- Dabbling in unfamiliar practice areas can be unfair to the client and increase risk for the practitioner.
- Practitioners who are inexperienced in a particular area may lack the understanding and knowledge to accurately gauge if the matter is straight forward or requires expertise.
- Don’t be tempted to ‘value-add’ to an existing client to maintain the relationship.
There can be an expectation as a legal practitioner that you are able to handle every legal problem that arises, even if the problem is outside your usual area of practice. However, dabbling in unfamiliar waters without the appropriate knowledge and experience can be unfair to the client and increase the risk for the practitioner.
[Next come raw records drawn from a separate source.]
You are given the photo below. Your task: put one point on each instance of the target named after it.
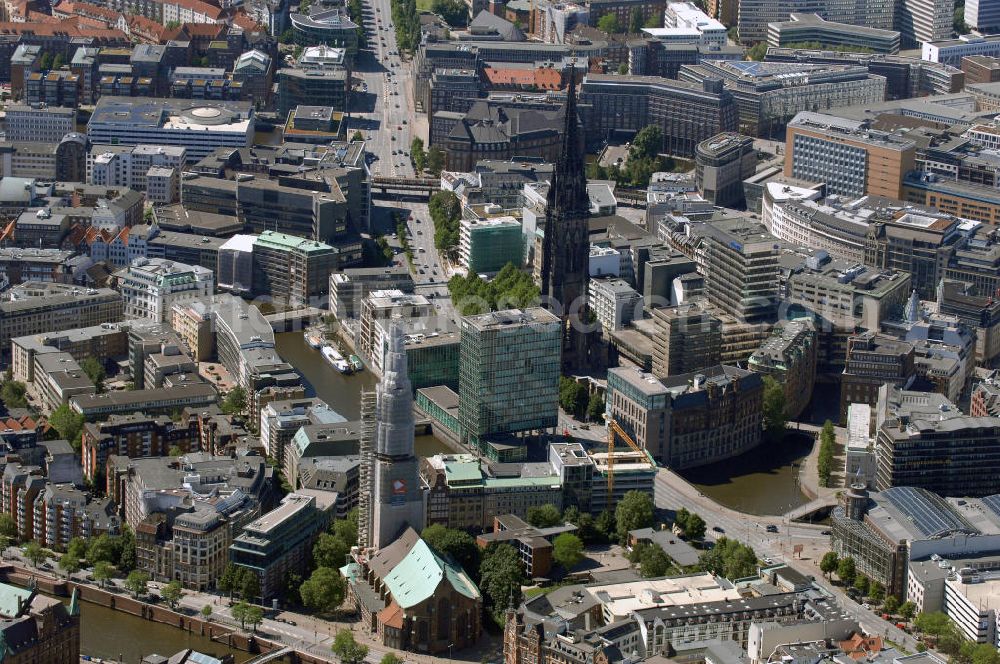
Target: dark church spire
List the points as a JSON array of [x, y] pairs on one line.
[[566, 243]]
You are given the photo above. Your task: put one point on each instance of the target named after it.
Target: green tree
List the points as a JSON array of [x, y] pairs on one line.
[[68, 424], [907, 610], [609, 24], [330, 551], [501, 575], [934, 623], [69, 563], [544, 516], [846, 571], [13, 394], [249, 586], [634, 510], [103, 572], [417, 153], [347, 649], [635, 21], [453, 12], [647, 143], [457, 544], [654, 561], [573, 397], [861, 584], [103, 548], [323, 591], [605, 525], [891, 604], [8, 527], [729, 558], [235, 402], [172, 593], [136, 582], [95, 371], [77, 547], [595, 408], [435, 161], [34, 553], [775, 411], [828, 564], [567, 550]]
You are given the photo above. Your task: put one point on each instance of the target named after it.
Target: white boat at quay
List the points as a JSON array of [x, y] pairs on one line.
[[336, 359]]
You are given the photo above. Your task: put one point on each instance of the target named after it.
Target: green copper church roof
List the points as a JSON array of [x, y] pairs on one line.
[[419, 573]]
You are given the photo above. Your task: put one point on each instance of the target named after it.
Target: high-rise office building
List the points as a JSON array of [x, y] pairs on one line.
[[566, 246], [741, 275], [508, 374], [398, 500]]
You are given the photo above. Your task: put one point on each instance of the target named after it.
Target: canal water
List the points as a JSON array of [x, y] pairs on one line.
[[109, 634], [762, 481], [342, 392]]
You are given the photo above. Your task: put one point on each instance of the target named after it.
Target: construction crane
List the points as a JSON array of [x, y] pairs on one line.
[[615, 428]]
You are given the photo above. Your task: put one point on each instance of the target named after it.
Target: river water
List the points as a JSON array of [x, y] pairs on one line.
[[762, 481], [342, 392]]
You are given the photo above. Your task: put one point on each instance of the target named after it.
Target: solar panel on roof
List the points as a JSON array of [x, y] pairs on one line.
[[928, 511]]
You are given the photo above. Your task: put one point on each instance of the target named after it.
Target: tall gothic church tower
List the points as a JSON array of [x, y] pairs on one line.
[[398, 501], [566, 244]]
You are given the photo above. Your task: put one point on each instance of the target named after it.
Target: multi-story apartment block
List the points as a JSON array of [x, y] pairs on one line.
[[812, 29], [133, 436], [292, 268], [383, 305], [149, 121], [769, 94], [63, 512], [280, 542], [721, 164], [874, 360], [687, 113], [34, 308], [38, 628], [686, 339], [150, 287], [349, 288], [688, 420], [39, 123], [741, 269], [615, 303], [130, 165], [847, 155], [509, 374]]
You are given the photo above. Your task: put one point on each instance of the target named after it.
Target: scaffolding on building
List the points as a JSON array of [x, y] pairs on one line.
[[366, 471]]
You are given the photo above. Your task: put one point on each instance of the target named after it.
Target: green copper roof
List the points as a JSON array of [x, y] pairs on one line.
[[418, 575], [13, 600]]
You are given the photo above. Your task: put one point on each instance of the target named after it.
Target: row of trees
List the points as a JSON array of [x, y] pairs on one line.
[[404, 17], [575, 398], [827, 448], [325, 589], [644, 159], [446, 211], [510, 289], [610, 24]]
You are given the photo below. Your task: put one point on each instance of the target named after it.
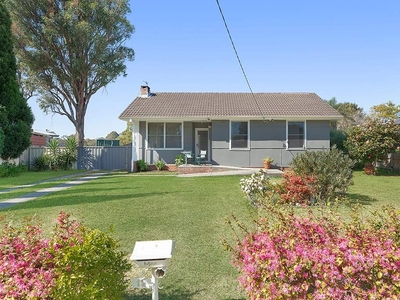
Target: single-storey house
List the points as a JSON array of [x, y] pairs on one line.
[[234, 129]]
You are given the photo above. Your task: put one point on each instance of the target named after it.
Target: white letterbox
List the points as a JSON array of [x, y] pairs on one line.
[[153, 254]]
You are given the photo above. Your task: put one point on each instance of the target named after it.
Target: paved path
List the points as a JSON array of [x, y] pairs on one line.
[[86, 178], [43, 192], [234, 171]]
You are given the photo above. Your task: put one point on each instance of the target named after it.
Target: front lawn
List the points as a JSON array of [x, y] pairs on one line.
[[191, 211], [33, 177]]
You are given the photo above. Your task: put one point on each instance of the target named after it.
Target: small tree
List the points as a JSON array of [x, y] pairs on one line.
[[16, 117], [113, 135], [373, 141], [125, 137]]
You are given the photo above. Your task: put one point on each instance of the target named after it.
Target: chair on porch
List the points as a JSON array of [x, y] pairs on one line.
[[201, 159], [189, 158]]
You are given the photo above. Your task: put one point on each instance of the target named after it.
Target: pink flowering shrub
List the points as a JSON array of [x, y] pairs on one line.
[[26, 266], [74, 263], [296, 189], [88, 262], [310, 257]]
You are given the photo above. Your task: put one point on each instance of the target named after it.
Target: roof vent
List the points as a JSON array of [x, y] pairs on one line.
[[144, 91]]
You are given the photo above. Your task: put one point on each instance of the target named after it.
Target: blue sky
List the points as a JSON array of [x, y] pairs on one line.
[[344, 49]]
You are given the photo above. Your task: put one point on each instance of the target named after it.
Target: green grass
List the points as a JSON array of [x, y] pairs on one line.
[[190, 211]]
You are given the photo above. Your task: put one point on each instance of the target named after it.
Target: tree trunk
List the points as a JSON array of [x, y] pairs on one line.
[[80, 133]]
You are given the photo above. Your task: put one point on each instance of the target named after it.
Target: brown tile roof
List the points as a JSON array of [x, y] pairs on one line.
[[213, 105]]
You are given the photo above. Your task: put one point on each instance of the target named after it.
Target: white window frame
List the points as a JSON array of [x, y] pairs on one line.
[[305, 135], [248, 135], [164, 135]]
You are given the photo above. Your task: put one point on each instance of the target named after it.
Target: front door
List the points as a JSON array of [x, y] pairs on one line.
[[202, 141]]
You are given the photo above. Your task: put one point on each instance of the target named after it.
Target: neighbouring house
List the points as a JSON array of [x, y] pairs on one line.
[[41, 138], [234, 129]]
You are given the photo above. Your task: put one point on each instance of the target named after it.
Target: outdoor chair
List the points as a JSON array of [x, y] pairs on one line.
[[189, 158], [201, 159]]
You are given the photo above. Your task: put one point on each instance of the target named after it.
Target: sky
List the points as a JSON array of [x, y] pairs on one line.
[[348, 49]]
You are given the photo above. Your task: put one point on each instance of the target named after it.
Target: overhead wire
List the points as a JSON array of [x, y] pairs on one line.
[[240, 62]]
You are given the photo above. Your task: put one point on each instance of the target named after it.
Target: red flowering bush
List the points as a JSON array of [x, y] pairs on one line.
[[373, 141], [293, 257], [74, 263]]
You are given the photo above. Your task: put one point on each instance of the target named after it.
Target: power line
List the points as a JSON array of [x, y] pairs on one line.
[[238, 58]]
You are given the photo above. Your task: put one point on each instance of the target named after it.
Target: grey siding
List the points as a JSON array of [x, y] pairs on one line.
[[104, 158], [267, 138]]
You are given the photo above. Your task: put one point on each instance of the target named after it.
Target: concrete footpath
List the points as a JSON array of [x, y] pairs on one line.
[[82, 178], [44, 192]]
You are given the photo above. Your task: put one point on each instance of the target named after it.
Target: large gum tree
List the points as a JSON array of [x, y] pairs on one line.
[[16, 117], [71, 49]]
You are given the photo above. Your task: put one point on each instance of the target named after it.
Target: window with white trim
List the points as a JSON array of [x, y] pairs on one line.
[[164, 135], [239, 135], [296, 135]]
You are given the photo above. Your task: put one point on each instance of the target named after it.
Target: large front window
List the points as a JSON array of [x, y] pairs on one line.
[[296, 135], [239, 135], [165, 135]]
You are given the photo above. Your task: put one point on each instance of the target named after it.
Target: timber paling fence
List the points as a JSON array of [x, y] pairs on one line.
[[89, 157], [119, 158]]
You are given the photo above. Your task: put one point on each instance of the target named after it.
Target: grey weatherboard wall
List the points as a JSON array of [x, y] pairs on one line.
[[267, 138]]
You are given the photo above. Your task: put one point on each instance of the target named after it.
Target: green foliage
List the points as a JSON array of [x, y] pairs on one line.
[[179, 160], [42, 163], [69, 155], [16, 117], [11, 169], [331, 171], [160, 165], [74, 263], [54, 153], [319, 256], [88, 263], [373, 141], [2, 137], [386, 111], [142, 165], [113, 135], [125, 137], [337, 138], [71, 49], [351, 112]]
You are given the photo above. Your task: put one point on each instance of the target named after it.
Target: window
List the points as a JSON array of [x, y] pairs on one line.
[[239, 135], [164, 135], [296, 135], [173, 136]]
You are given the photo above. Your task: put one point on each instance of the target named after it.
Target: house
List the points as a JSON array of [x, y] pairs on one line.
[[41, 138], [235, 129]]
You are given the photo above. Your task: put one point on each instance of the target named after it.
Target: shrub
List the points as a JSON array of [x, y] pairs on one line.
[[160, 165], [142, 165], [258, 188], [179, 160], [88, 264], [331, 171], [75, 263], [321, 257], [26, 265], [337, 138], [42, 163], [11, 169]]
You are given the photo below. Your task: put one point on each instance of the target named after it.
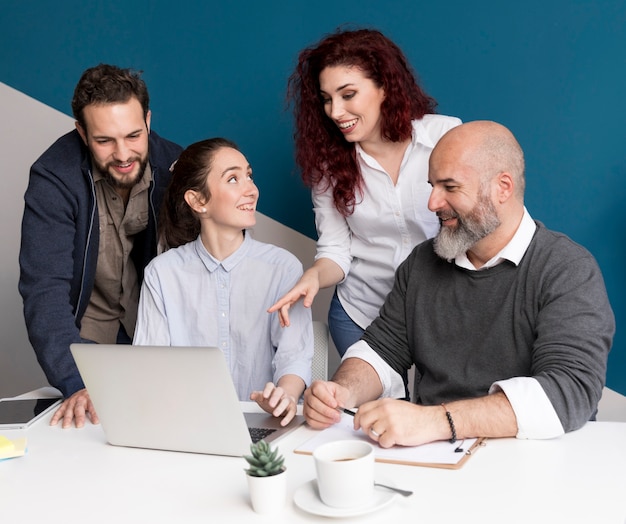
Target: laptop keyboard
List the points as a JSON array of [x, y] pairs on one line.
[[260, 433]]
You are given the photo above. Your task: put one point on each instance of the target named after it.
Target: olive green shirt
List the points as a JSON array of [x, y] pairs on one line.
[[115, 295]]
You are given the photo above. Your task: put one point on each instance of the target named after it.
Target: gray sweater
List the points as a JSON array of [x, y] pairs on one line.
[[548, 318]]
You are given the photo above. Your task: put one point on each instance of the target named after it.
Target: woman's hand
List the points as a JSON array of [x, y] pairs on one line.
[[308, 286], [276, 401]]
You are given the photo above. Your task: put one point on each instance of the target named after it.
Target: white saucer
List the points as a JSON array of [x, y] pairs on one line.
[[307, 498]]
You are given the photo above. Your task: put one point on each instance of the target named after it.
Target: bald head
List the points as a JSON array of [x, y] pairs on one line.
[[488, 148]]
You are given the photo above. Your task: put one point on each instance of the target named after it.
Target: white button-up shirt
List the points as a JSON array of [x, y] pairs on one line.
[[388, 222]]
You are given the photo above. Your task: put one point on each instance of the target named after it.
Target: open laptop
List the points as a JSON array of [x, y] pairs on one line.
[[171, 398]]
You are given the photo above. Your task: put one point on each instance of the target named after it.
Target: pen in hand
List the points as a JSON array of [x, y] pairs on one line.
[[346, 411]]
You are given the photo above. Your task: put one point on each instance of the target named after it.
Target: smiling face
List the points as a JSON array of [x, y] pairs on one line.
[[234, 195], [462, 199], [352, 101], [117, 138]]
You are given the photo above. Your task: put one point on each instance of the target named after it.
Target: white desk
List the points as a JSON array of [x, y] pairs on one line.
[[73, 475]]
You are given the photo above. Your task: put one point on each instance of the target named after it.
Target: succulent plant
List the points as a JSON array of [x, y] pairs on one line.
[[264, 462]]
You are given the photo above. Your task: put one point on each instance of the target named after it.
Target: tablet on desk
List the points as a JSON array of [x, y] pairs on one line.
[[21, 413]]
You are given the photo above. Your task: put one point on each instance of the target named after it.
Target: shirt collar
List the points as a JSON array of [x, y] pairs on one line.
[[513, 252], [211, 263]]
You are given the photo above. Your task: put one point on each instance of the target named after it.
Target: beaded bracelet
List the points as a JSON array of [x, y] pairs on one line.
[[451, 422]]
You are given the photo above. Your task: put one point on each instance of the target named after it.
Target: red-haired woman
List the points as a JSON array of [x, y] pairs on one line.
[[364, 133]]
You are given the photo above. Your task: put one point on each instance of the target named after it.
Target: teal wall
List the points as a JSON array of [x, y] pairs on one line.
[[552, 71]]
Taking on work outside your area of practice is not always a conscious decision. Often the situation arises from a complication to an existing matter or a piece of work flowing from another transaction.
However, a simple drafting exercise or conveyancing matter can turn into a far more complex set of circumstances. Far from being risk free, practitioners who lack experience and knowledge in the area are unable to accurately gauge if the matter is straight forward or requires additional expertise.
In Laurens & Laurens  FCCA 109, a practitioner acting in a family law matter for the wife also acted on the sale of a property on behalf of both parties. The proceeds of the sale, held in trust, were distributed by the practitioner to the wife without the consent of the husband, in an amount not provided for in the final orders. The Court stated that the practitioner’s conduct ‘[s]hows lack of understanding as to the effect of interim and final orders, and of the obligation of a lawyer acting as a trustee … It shows a level of competency in this case that falls short of what is expected of reasonably experienced practitioners’ (at ).
Subsequently, a personal costs order was made against the practitioner.
Tip: When in unfamiliar waters, take the time to determine the depth of your involvement and your experience before proceeding.